DOJ Tries Acting Normal In New Jersey - Above the Law
Briefly

DOJ Tries Acting Normal In New Jersey - Above the Law
"The unexpected gravitas occurred in one of the thousands of habeas cases currently swamping trial courts. The Department of Homeland Security recently discovered that 8 USC § 1225(b)(1)(B)(iii)(IV) requires mandatory detention of asylum seekers, including those who were released in the country decades ago and given work permits. Hundreds of judges across the country - but not the Fifth Circuit! - have scoffed at this discovery and ordered DHS to either grant immigrants a bond hearing or release them."
"But DHS just ... keeps doing it, forcing immigrants to race to file individual habeas claims before being disappeared to a gulag in Texas. Virtually every district court in the country is straining under the weight of dozens or hundreds of virtually identical habeas petitions which require immediate judicial attention. The problem is exacerbated by DHS's total lack of interest in complying with court orders."

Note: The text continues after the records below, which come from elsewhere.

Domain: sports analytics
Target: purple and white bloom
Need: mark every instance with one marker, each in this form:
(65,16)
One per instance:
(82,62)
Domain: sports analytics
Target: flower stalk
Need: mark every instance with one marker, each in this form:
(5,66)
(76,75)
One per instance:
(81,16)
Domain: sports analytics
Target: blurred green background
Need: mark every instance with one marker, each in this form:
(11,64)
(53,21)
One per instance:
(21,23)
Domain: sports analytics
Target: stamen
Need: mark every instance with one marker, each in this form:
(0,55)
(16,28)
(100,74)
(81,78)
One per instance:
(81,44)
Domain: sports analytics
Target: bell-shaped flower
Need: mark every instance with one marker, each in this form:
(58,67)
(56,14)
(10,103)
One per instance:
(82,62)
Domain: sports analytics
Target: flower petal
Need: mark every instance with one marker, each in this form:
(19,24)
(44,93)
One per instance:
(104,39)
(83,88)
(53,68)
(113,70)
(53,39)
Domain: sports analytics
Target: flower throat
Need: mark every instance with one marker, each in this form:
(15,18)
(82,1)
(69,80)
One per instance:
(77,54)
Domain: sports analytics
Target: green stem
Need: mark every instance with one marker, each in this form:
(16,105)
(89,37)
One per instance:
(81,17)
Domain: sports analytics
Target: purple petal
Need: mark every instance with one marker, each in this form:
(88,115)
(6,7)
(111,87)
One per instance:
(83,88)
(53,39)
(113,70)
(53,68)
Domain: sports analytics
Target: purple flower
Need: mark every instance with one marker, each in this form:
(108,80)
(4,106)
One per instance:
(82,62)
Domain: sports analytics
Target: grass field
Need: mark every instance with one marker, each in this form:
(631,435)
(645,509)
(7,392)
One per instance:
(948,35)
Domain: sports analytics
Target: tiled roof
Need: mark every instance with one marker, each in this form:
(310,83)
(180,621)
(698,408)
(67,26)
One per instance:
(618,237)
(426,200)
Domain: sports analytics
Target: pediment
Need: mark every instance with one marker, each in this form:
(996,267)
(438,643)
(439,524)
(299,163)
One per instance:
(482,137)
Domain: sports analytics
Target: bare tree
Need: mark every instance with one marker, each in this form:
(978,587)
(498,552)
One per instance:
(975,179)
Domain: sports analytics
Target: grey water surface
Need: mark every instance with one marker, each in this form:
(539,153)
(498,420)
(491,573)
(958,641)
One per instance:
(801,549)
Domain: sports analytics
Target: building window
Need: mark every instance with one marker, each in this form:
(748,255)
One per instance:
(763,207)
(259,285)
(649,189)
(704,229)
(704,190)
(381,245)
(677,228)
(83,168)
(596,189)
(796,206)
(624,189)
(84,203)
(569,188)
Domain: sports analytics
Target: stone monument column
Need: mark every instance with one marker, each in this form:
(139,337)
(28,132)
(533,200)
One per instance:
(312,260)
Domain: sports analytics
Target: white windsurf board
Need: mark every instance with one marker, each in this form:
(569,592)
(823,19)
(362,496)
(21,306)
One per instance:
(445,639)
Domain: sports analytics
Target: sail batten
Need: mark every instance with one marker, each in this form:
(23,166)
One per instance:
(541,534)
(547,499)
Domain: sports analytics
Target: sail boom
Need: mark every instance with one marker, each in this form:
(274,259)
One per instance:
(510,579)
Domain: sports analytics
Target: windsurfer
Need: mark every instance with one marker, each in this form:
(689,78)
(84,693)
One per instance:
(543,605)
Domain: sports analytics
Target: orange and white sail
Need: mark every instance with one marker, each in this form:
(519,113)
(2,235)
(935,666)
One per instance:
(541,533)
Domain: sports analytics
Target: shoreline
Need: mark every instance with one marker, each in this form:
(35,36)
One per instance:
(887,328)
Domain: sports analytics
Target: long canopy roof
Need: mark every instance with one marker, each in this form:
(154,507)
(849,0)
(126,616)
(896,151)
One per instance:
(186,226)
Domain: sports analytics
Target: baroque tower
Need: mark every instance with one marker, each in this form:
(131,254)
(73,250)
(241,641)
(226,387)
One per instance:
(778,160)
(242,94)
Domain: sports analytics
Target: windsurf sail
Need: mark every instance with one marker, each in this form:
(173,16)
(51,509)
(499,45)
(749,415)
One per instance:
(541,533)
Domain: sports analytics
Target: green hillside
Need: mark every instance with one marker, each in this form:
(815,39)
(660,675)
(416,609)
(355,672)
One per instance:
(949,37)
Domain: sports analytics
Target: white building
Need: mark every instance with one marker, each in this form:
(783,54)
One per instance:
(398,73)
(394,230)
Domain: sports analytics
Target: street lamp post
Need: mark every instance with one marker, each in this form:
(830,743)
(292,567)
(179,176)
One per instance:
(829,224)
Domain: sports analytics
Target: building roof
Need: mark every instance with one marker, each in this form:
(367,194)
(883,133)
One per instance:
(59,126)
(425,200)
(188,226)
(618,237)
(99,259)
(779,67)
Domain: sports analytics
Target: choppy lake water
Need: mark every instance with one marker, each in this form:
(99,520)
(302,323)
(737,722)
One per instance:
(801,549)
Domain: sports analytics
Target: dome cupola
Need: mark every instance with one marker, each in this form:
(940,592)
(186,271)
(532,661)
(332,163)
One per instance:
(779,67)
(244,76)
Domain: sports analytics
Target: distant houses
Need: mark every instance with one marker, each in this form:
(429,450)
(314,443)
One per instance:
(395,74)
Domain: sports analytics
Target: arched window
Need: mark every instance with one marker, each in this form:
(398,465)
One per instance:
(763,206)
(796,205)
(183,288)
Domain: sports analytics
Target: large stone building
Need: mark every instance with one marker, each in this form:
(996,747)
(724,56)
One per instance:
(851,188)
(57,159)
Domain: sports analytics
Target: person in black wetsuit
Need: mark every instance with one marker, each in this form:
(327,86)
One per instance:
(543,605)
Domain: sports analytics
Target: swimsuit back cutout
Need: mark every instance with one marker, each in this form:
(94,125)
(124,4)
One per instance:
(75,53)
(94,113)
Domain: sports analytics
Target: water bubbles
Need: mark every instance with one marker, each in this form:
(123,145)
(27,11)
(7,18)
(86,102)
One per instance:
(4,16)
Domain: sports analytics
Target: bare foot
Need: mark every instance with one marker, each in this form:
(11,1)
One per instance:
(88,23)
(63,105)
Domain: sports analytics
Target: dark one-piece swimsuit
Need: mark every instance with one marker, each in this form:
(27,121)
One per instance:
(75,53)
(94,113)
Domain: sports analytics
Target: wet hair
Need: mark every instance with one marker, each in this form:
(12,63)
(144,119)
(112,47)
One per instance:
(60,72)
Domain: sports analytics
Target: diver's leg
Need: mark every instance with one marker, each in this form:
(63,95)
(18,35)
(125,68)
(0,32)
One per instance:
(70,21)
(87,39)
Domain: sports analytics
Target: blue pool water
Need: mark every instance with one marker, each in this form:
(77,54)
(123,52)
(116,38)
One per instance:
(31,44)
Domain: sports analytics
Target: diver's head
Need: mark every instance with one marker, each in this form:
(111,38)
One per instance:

A Department of Justice prosecutor in New Jersey returned to ordinary prosecutorial practice after a year of open defiance by acting U.S. Attorney Alina Habba and Attorney General Pam Bondi, who publicly attacked judges. The situation coincides with thousands of habeas petitions challenging DHS's view that 8 USC §1225(b)(1)(B)(iii)(IV) mandates detention of asylum seekers, including long-released migrants with work permits. Many district judges rejected that interpretation and ordered bond hearings or release, but DHS repeatedly failed to comply, forcing immigrants to file individual habeas claims and overwhelming courts; Minnesota's Chief Judge Schiltz documented numerous violated orders.